Objectives This study, developed within the Innovative Medicines Initiative Joint Undertaking (IMI JU) project PRECISESADS framework, aimed at: 1) determine which of the two CD16+ monocyte subpopulations is expanded in RA patients and to investigate their possible role in disease pathogenesis. 2) Functionally characterize the CD16+ monocyte subsets in RA patients and analyze their role in the pro-atherothrombotic profile associated to RA.
Methods The frequencies of monocyte subpopulations in the peripheral blood of 50 healthy donors and 50 RA patients included in the PRECISESADS study were determined by flow cytometry. A second cohort of 30 RA patients was included, of which CD16+ monocyte subpopulation was isolated using immuno-magnetic selection. Proinflammatory circulating cytokines, as well as peroxide levels and cellular activation markers were analyzed. The expression of 84 genes related to atherosclerosis was analyzed by PCR-array. Endothelial function was measured through post occlusive hyperaemia using Laser-Doppler. Carotid intima media thickness (CIMT) was evaluated as atherosclerosis marker.
Results CD14highCD16+ monocyte subset was expanded in RA patients belonging to the PRECISESADS study. Their frequency correlated with the evolution of the disease as well as with the positivity for RF and anti-CCP autoantibodies. Correlation studies further indicated a link between the increased frequency of these monocytes and increased levels of circulating cytokines such as IL-17F and IL-10.
CD14highCD16+ monocytes were also significantly extended in RA patients of the second cohort. Those patients had impaired endothelial function, with a reduced perfusion value after ischemia. Increased CD14highCD16+ monocyte proportions were associated with both endothelial dysfunction and the presence of a pathologic CIMT. CD16+ monocyte subsets showed increased protein and gene expression of proinflammatory cytokines, markers of atherosclerosis and peroxide levels.
Conclusions RA patients exhibit an increased number of CD14highCD16+ monocytes, which display a specific atherogenic and inflammatory pattern directly associated to the autoimmune profile, the progression of the disease and the altered microvascular function. That data suggest that CD16+ subpopulation might play a key role in the CVD pathogenesis associated with RA.

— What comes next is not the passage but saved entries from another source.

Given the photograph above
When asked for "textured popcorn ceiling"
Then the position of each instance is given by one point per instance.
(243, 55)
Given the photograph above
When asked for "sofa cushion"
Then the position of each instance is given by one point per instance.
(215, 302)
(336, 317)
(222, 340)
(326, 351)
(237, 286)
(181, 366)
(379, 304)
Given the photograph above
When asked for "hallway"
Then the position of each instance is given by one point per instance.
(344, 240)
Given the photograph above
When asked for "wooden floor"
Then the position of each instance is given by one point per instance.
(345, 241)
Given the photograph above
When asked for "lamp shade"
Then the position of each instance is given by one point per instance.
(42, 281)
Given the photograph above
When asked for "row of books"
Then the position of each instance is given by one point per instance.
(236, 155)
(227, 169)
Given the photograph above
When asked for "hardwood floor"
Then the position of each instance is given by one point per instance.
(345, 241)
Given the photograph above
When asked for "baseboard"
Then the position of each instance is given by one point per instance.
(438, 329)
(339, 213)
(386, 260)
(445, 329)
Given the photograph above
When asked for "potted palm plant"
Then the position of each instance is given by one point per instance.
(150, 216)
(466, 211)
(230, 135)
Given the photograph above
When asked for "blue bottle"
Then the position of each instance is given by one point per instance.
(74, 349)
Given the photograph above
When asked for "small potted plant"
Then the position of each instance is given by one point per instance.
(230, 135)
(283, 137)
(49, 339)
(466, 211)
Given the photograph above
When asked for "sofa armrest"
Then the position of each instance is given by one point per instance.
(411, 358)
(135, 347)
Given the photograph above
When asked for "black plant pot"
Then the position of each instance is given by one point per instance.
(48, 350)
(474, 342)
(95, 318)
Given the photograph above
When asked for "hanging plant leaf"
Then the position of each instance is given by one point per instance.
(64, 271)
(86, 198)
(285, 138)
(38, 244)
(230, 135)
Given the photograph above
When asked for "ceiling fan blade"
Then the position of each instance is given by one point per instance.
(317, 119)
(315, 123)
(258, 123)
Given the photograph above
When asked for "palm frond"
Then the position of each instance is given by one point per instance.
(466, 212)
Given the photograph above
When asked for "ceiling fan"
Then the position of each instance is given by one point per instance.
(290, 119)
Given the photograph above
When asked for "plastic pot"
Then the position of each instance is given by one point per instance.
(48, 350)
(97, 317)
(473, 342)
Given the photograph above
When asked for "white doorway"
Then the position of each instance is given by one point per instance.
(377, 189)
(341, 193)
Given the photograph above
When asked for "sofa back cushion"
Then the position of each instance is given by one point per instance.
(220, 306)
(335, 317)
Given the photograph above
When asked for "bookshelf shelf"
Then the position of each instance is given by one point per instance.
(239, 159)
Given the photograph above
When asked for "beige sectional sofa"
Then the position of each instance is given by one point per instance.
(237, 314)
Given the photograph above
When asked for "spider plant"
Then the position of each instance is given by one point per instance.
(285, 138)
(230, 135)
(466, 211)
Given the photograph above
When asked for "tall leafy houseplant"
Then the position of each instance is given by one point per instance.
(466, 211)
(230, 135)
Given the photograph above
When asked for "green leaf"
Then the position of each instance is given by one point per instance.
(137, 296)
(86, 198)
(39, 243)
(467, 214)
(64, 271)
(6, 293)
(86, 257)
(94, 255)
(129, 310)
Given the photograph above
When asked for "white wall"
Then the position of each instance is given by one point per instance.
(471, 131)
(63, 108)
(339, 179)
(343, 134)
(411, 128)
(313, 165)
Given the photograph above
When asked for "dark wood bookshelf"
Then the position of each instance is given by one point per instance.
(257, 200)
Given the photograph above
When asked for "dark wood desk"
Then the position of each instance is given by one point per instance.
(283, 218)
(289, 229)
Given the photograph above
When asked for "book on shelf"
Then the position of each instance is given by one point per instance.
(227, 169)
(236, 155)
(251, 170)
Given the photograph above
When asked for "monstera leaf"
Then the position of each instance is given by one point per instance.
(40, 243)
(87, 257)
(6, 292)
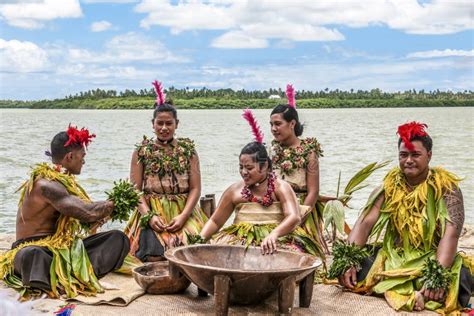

Acknowledgements Supported by the Innovative Medicines Initiative Joint Undertaking under grant agreement n°115565, resources of which are composed of financial contribution from the European Union's Seventh Framework Programme (FP7/2007–2013) and EFPIA companies' in kind contribution, the Instituto de Salud Carlos III (FIS PI15/1333; RIER Rd16/0012/0015) and the JA (CTS-7940).